Target 8.B: Needs of Least Developed Countries (LDC’s)
I. Principles of action:
“Tariff and quota free access for the least developed countries' exports; enhanced programme of debt relief for heavily indebted poor countries (HIPC) and cancellation of official bilateral debt; more generous Official Development Aid (ODA) for countries committed to poverty reduction”.
This target includes those that are probably the most controversial issues in the development field, namely ODA and the debt question. Accordingly, it is met by severe criticism from Samir Amin, who states that the HIPC programme “imposes a genuinely colonial tutelage” on beneficiary countries, this being accepted as legitimate by practically everyone, including national populations. When it comes to the pledge for “more generous ODA commitment”, the author envisages it as a major “comedy”, bearing in mind that similar pledges have been “endlessly repeated for the last fifty years by those who are responsible for implementing it and yet never do it”. The adjective “generous” itself should lead us to further questioning if we assume this critical perspective that implies that aid is only provided by donors to advance their own interests and not those of the recipient countries, and in this questioning we must consider, for instance, the issues of conditionality of aid and distribution of aid, knowing that it is not always attributed to the most impoverished countries – the fact that Irak was the first receptor of aid in absolute terms in 2007, followed by Afghanistan, appears to support the perspective that suggests the existence of less noble interests underlying the allocation of aid.

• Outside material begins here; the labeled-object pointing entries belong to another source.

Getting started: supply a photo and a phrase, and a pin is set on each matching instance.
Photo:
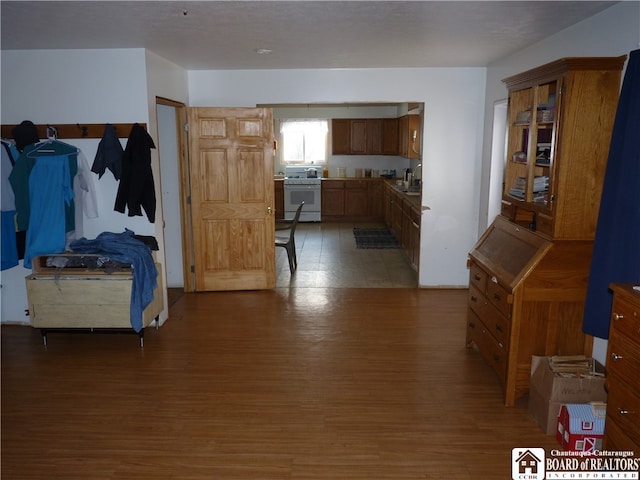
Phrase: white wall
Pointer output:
(82, 86)
(614, 32)
(453, 99)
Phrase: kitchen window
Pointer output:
(304, 141)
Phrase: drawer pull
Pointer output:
(622, 411)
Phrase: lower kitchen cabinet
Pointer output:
(279, 199)
(356, 198)
(352, 200)
(526, 297)
(332, 199)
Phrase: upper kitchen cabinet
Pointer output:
(560, 118)
(341, 136)
(360, 136)
(409, 136)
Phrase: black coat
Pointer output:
(137, 190)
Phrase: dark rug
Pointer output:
(374, 238)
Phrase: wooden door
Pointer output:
(231, 172)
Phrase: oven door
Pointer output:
(309, 194)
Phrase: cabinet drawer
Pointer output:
(491, 351)
(544, 224)
(493, 320)
(616, 439)
(625, 318)
(623, 408)
(499, 297)
(624, 357)
(477, 277)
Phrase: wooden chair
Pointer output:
(285, 237)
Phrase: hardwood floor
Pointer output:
(294, 383)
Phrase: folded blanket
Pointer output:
(124, 247)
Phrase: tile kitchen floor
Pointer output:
(328, 257)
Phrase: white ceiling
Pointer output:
(210, 35)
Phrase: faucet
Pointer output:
(413, 173)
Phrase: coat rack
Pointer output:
(77, 130)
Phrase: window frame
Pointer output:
(316, 161)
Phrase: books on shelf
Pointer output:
(540, 188)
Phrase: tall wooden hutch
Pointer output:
(529, 270)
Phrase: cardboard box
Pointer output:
(581, 427)
(549, 390)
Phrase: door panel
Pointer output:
(232, 198)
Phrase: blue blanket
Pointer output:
(124, 247)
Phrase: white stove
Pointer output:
(302, 184)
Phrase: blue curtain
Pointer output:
(616, 254)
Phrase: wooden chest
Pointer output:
(87, 299)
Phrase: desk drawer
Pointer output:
(499, 297)
(625, 318)
(623, 408)
(624, 358)
(477, 277)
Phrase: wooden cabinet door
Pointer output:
(356, 198)
(396, 215)
(358, 136)
(403, 136)
(386, 204)
(332, 198)
(341, 136)
(231, 173)
(374, 136)
(415, 238)
(375, 196)
(390, 136)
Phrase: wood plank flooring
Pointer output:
(294, 383)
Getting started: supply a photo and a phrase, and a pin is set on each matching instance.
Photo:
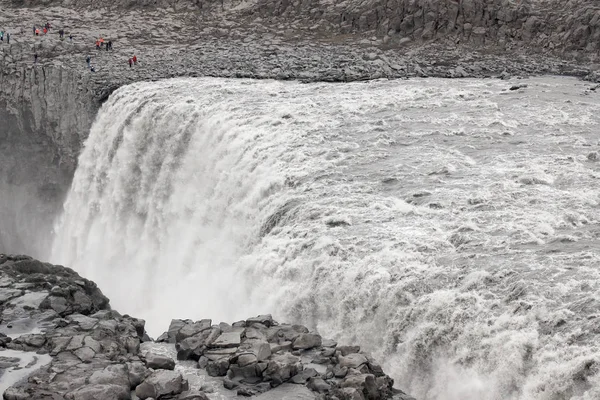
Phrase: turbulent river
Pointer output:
(449, 226)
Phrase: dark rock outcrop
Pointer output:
(258, 354)
(93, 353)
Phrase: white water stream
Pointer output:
(449, 226)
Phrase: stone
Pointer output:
(284, 346)
(246, 359)
(192, 329)
(192, 395)
(136, 372)
(306, 341)
(353, 360)
(340, 372)
(365, 383)
(345, 350)
(99, 392)
(318, 385)
(174, 327)
(161, 383)
(228, 339)
(217, 354)
(218, 367)
(157, 361)
(115, 374)
(229, 384)
(266, 320)
(190, 348)
(303, 376)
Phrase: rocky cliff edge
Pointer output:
(59, 339)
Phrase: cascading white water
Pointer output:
(448, 226)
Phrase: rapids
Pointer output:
(448, 226)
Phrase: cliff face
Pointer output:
(46, 109)
(537, 25)
(46, 113)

The commitment made in 2000 pledged for the attribution of 0.7% of developed countries Gross National Income to Official Development Aid by 2015, but this value is not predicted to be achieved, considering the reality of 0.3% in 2008. Donor countries are expected to rise ODA by 0.5% this year, in order to still have the chance to meet the target in a short 5 years’ time. However, perspectives of reaching those levels of ODA become even more remote when we face the possibility of a decrease in the amount of assigned aid as another consequence of the economic crisis which provokes a reduction of revenues of developed countries. In what concerns debt “sustainability”, some progresses are reported, given the 2008 data showing that 35 out of 40 eligible countries were receiving debt relief and some 24 out of these received a commitment of $ 23.6 billion through the Multilateral Debt Relief Initiative (MDRI). Despite the fact that 13 out of 22 countries in post-completion of HIPC are still classified as being at high risk of debt distress, both HIPC and MDRI should be completed to try to ensure that target 8.B is reached, and adding to this it is recommended that all debt relief be additional to ODA – since these are two different commitments – in view of the successful reaching of the target’s aims.